Some companies are asking for prospective employees social media passwords.


HOST MINA KIM: More and more employers are using Facebook, Twitter and other social media websites to screen job applicants, according to national surveys.

And now state lawmakers are considering legislation that would bar employers from asking potential hires for their usernames and passwords on social media sites. The "Social Media Privacy Act" just passed unanimously out of the Assembly Labor Committee, and its Senate counterpart just sailed through a key committee as well. State Senator Leland Yee, a San Francisco Democrat, is sponsoring a Senate version of the bill. And Senator Yee, first tell us what your bill would do. 

LELAND YEE: This is to ensure that information that is in your social media accounts are personal and private, and they ought to not be in the hands of anybody who simply wants to know that information to hire you or to admit you into a college.

KIM: In the state of Maryland, a case of a correctional officer being asked for his Facebook password brought national attention to this issue. How big a problem is it here? Have you been hearing from constituents complaining about this?

YEE: Absolutely. We had one case where someone who wanted a job here in the Sacramento area was asked if he could, in fact, turn over ways of getting into his social media account. When he refused, he was denied a job. 

KIM: Do you think it's more common in a weak job market when employers have the upper hand?

YEE: Absolutely. Yes. You can imagine that people are desperate for jobs. They have to make ends meet, and when there are no prospects of a job or income coming in, then people are put in these kind of difficult positions and sometimes they should not. They know they should not, but then, unfortunately, they do turn that information over.

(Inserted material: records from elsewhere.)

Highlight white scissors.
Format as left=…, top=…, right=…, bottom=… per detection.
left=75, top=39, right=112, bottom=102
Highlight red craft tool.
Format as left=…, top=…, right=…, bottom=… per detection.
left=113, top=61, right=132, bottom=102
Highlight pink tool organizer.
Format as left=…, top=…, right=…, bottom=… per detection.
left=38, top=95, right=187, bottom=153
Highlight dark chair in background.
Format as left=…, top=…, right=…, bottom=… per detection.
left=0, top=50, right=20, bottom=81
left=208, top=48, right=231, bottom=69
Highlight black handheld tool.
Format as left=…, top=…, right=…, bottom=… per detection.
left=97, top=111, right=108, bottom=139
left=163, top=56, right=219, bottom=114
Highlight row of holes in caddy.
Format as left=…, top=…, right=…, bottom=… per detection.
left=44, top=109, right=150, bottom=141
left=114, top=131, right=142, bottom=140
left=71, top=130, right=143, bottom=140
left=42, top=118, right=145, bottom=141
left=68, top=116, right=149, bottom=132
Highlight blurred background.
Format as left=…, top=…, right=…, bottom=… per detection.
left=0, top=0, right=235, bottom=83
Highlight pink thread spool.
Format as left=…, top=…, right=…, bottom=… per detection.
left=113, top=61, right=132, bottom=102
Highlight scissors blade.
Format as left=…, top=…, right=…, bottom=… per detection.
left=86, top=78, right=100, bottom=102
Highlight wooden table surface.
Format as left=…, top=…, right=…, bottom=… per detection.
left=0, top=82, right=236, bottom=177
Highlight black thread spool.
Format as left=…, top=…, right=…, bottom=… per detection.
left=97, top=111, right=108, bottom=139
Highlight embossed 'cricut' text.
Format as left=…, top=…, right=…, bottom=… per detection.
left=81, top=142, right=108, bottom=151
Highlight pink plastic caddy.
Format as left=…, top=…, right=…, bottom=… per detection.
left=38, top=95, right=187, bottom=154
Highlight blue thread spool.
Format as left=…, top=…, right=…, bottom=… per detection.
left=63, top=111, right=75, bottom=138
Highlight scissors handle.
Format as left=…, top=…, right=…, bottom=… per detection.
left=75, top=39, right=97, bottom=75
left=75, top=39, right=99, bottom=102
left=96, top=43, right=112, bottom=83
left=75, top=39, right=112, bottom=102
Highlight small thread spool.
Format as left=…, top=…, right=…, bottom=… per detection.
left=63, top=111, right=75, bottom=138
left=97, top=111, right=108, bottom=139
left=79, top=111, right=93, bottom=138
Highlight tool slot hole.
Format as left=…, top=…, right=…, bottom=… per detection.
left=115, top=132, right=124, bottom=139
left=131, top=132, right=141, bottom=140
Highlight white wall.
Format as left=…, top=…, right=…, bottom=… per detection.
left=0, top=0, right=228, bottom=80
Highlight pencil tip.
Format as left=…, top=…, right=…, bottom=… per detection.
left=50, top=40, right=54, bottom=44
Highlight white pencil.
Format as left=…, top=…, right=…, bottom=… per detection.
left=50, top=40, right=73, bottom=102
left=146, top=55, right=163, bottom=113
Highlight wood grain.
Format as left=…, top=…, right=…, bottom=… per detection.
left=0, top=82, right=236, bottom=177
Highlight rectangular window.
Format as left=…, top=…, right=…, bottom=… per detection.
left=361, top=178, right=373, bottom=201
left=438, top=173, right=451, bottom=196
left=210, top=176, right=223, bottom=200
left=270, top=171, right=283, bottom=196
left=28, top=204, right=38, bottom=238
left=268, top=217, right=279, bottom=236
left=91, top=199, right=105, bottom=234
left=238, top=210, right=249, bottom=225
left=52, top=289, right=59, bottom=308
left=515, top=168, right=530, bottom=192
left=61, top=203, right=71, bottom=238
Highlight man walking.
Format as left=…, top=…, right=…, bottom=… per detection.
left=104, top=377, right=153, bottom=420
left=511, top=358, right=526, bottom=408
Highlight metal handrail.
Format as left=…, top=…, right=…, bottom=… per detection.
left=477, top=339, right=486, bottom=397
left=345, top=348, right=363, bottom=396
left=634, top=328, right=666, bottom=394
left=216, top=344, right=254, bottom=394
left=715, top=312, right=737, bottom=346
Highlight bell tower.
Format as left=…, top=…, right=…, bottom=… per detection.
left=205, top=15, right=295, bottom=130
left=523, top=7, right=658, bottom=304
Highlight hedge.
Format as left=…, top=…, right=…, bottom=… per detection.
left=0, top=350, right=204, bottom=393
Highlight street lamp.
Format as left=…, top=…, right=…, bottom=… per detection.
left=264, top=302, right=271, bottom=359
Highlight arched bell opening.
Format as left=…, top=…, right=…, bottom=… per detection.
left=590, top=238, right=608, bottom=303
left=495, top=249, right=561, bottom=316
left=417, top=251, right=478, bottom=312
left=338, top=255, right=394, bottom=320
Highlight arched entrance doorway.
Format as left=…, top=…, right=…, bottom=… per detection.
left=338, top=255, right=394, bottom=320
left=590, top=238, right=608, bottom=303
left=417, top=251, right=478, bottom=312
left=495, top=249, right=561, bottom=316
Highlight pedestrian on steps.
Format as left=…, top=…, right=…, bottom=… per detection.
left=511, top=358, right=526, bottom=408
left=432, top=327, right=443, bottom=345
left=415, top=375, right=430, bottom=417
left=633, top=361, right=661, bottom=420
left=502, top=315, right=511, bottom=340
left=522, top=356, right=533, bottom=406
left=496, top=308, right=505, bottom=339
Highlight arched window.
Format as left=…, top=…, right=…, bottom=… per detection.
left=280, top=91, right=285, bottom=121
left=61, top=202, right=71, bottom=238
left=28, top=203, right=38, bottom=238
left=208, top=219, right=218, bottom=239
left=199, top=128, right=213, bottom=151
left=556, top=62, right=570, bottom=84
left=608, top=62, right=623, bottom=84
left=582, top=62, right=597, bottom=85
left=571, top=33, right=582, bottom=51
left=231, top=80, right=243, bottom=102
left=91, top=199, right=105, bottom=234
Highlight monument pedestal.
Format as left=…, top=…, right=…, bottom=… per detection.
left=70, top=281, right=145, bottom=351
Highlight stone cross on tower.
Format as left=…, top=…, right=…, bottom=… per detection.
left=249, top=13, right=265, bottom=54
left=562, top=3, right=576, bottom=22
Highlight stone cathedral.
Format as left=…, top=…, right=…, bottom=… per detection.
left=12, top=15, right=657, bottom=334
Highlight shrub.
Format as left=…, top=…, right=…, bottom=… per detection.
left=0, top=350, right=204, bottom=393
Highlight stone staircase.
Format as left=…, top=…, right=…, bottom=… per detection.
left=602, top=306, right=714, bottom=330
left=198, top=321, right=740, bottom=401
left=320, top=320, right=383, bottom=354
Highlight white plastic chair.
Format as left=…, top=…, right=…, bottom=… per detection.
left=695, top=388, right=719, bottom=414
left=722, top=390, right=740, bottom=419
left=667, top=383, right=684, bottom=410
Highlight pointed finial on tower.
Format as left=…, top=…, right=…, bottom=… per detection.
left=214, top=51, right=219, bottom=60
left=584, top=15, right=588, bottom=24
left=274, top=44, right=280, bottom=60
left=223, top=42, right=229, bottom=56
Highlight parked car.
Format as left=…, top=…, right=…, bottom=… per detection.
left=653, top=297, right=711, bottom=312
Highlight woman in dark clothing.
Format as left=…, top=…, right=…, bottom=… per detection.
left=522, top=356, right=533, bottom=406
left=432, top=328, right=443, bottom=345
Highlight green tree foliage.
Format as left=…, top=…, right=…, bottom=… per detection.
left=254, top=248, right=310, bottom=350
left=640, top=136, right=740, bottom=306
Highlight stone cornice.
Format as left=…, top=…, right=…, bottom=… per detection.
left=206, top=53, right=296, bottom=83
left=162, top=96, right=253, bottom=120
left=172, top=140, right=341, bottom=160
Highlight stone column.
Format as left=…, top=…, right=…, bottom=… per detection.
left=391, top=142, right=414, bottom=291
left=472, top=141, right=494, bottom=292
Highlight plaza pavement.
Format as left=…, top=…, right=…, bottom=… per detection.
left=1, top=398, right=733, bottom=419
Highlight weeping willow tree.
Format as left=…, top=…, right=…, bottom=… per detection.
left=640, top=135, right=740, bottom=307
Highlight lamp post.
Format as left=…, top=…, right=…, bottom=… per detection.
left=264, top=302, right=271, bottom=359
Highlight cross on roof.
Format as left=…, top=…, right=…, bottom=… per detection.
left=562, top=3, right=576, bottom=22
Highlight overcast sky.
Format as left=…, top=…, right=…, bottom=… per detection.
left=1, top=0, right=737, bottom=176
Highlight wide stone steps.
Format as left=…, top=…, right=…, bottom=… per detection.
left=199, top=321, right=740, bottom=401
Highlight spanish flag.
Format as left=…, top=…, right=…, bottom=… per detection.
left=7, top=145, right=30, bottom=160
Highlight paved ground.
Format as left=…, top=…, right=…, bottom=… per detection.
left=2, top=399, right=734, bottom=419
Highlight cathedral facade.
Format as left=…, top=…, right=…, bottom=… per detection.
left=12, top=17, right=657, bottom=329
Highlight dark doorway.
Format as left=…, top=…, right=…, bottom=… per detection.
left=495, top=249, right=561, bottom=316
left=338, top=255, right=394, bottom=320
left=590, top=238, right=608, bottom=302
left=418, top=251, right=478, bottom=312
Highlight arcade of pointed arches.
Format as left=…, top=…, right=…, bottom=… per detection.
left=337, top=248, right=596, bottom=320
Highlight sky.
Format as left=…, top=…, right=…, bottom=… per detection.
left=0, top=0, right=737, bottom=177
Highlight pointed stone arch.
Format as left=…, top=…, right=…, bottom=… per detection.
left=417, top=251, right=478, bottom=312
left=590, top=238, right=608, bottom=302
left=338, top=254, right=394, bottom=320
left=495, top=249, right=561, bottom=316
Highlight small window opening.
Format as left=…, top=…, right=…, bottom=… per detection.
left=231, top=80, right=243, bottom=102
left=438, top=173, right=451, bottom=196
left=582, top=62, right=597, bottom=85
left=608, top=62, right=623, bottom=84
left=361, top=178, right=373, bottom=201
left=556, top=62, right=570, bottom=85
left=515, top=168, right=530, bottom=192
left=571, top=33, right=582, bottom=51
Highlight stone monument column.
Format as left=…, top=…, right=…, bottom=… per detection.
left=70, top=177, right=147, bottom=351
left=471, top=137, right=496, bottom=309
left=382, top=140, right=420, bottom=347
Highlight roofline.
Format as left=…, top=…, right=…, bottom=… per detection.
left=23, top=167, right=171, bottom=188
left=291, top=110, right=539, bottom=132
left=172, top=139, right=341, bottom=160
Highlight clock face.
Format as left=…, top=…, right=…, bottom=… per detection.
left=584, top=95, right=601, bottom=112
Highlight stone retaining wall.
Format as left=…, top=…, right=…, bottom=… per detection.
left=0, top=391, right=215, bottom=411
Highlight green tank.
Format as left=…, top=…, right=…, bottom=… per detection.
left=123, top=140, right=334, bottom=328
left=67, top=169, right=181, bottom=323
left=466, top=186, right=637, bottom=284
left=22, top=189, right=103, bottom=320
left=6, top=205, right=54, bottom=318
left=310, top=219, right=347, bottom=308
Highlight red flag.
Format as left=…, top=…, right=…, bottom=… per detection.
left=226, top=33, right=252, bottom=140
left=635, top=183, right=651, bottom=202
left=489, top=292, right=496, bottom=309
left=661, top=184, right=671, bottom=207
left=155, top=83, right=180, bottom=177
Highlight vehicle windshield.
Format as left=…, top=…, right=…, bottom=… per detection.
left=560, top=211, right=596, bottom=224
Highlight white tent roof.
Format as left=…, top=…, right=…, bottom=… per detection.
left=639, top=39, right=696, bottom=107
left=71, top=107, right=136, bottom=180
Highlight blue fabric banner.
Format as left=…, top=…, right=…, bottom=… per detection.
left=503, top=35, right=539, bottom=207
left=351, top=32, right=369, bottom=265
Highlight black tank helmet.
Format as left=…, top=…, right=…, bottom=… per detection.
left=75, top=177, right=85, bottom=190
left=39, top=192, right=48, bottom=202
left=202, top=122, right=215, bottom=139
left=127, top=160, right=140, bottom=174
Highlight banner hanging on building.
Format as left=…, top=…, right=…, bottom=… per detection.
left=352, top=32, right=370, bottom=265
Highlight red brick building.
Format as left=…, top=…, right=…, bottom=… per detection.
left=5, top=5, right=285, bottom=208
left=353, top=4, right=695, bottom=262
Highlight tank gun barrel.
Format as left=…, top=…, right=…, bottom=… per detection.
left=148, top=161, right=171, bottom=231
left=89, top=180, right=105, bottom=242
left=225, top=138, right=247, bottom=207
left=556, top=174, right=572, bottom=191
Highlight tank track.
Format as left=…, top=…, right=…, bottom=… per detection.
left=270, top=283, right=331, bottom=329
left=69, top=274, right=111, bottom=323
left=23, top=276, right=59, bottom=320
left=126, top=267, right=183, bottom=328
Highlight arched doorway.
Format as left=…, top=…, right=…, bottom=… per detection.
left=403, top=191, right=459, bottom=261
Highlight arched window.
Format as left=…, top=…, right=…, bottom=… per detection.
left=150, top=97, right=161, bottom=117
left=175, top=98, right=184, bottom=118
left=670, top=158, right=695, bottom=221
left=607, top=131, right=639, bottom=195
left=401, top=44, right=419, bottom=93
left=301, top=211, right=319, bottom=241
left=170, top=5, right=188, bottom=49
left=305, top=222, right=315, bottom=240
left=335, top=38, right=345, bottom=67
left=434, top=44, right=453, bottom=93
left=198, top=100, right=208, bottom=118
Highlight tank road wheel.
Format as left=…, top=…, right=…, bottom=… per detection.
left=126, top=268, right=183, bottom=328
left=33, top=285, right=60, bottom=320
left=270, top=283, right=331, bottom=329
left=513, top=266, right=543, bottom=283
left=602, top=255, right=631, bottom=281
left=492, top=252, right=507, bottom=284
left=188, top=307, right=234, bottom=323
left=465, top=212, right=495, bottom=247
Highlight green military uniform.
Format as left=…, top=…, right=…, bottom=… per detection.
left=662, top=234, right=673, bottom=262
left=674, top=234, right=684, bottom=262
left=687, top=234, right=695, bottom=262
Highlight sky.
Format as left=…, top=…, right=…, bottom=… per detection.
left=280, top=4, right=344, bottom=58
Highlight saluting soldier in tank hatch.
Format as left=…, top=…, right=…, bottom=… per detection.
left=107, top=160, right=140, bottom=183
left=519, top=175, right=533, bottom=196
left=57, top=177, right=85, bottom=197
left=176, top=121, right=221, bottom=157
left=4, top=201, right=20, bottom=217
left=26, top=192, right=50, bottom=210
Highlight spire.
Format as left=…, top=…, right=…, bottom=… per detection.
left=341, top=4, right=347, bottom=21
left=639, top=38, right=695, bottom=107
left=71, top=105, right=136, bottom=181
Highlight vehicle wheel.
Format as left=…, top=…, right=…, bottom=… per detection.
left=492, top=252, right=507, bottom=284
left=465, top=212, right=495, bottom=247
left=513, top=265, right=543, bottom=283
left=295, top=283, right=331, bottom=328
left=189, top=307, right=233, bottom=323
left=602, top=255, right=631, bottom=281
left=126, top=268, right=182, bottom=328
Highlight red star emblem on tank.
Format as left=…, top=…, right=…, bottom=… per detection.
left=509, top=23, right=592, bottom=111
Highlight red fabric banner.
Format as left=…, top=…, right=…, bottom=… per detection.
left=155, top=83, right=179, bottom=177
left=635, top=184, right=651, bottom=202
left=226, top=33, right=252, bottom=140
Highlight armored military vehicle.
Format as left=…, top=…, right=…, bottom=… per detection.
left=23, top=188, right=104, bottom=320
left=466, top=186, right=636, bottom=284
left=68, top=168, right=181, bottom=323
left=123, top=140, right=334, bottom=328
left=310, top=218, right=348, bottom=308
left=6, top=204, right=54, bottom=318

KIM: Some employers have said there are legitimate reasons to access a job seekers' personal website, like making sure that someone who already has a job isn't posting trade secrets of their current employer, or that they're not using illegal drugs, or even to protect themselves from claims that they didn't properly vet job seekers' mental health, or something like that. What do you think about that?

YEE: When you do, if fact, open up your social media accounts, all kinds of personal information may be there. But information that, by law, no employer can, in fact, get your religion, sexual orientation, other kinds of personal, private information are out of bounds by both state law and federal law. So, it's not just simply about getting information. There are confidential, protected information that employers will be getting, and that's wrong.

KIM: Do you think it's legitimate to ask for that kind of information for jobs that require, for example, the use of weapons, like a security job? Or for people who work with kids?

YEE: Well, clearly there are going to be some type of jobs that can, in fact, present a public safety issue, a public safety risk. And those we will handle within our bill. But, in general, no one should be forced; no one should be coerced in giving up your personal, private information. What is personal, what is private ought to stay that way. After all, we live in a free society. We live in a democratic society, and we should, in fact, abide by those principles.

KIM: Now, Maryland passed a similar law yesterday. What does that do for your bill's momentum?

YEE: Well, what has happened is that there are just more and more states that are beginning to understand that the social media accounts so, in fact, have personal and private information, and if states do not somehow enact their own laws, that they are putting the residents in those states at risk. It's extremely important that individual states respond to this emerging problem.

KIM: Senator Yee, thanks for talking to us.

YEE: No, thank you for doing this.

KIM: State Senator Leland Yee is sponsoring the "Social Media Privacy Act," which would bar employers from asking job applicants for their social media usernames and passwords.